我がオイルライター

 昔、ライターに火が着かなくて悲しい思いをした。
 知人の誘いを受けてバスツアーに参加した時のことである。バスは観光地を巡りながら時々停まり、土産物の購入やトイレに行くための休憩がある。その日のバスは座席の前後に余裕が無く窮屈で、座っているのは大変だった。気分転換と足の関節をほぐすために休憩時間に車外に出て煙草を吸おうとした。しかし、その日は風が強くてライターに火が着かない。結局、煙草を吸わないままに休憩時間が終わってしまった。その時のライターは使い捨ての百円ガスライターだった。

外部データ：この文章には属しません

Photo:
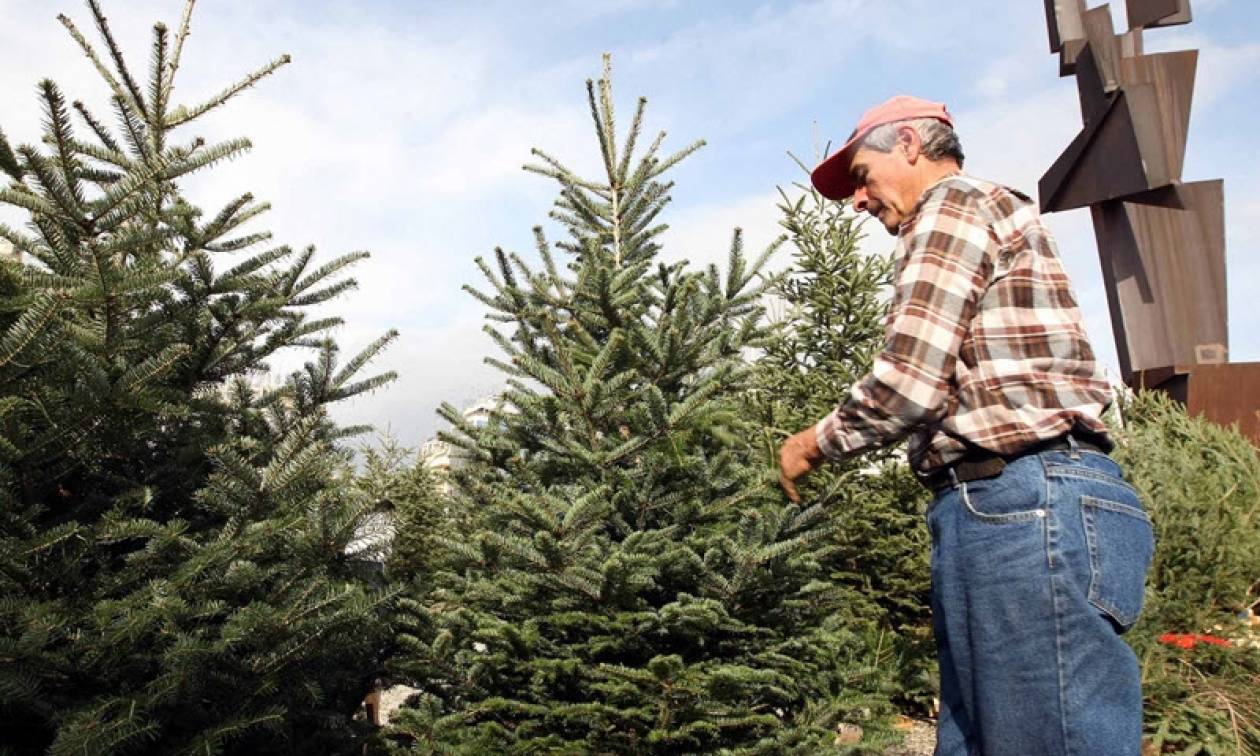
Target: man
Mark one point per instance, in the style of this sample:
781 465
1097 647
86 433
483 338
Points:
1040 548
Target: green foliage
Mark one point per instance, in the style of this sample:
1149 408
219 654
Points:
833 301
1201 484
173 541
626 577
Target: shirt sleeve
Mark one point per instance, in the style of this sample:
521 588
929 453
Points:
948 262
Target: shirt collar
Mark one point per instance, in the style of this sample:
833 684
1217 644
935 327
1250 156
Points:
922 198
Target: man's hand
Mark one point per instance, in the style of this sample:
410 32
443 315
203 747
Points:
798 456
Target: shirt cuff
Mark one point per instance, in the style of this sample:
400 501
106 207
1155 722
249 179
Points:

 その後、風が強く吹く日でも煙草に火をつけられるようにとオイルライターを購入した。メーカーはアメリカのジッポー。信頼の老舗ブランドである。製品やデザインの種類も豊富であり、その中で二十年近くスリムタイプを使ってきた。スリムタイプは小さいがためにポケットの中で存在感が無く、邪魔にならないのが利点である。

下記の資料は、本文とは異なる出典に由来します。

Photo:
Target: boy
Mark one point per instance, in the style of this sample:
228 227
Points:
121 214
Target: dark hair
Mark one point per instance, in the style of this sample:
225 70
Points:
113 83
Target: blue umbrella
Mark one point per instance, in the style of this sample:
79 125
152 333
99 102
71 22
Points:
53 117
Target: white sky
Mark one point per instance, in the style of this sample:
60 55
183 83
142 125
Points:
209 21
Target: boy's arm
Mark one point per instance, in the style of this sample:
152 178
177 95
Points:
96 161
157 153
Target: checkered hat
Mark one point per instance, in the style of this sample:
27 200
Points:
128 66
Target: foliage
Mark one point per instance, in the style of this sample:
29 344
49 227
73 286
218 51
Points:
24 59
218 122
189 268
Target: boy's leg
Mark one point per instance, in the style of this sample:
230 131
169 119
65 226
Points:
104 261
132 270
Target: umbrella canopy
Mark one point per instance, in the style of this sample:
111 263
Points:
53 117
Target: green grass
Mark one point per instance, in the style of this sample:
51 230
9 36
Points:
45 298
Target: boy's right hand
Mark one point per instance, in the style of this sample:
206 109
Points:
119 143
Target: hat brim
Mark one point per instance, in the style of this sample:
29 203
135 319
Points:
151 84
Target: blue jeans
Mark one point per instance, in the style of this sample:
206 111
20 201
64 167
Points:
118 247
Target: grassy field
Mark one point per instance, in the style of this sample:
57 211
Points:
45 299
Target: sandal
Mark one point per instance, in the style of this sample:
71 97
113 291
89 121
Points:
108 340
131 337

 先日、2台目が壊れて3台目を購入した。しかし、どうも火の着きが悪い。着火を二十回ほど繰り返さないと火が付かないのである。オイルが滲み込む綿をほぐして詰めなおし、着火の芯は綿の中を這うように再セットした。発火石も交換して、ようやく普通に着火してくれるライターになってくれた。
 オイルライターは、寒風の中でも火を起こせる頼もしい相棒である。そしてライターに常に火が着くことは当たり前の事だけど安心する。

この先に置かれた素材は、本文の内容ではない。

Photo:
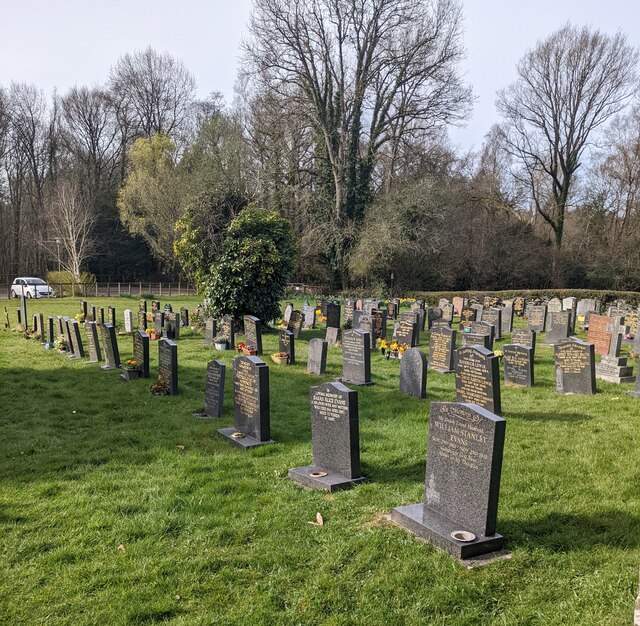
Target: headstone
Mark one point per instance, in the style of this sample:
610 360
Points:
478 378
250 403
78 349
295 323
537 318
335 440
110 347
413 373
356 357
287 343
518 365
575 367
141 352
462 481
317 357
559 327
168 365
214 390
93 344
442 346
128 321
524 337
333 315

 道具というのは使わないと調子が悪くなったり、使わないのに壊れてしまう。車やスクーターも年に数回しか乗らない方が痛みが早い。タイヤにはいつの間にかヒビが入っていたりする。
 道具は、使わずとも時々見てあげて、手入れが必要なのだろう。調子が悪いときは、何とか直してあげると長持ちするものだ。
 3台目のライターも、「俺は道具だけれど、気にかけて、よく見ていてくれよ」と言いたかったのかもしれない。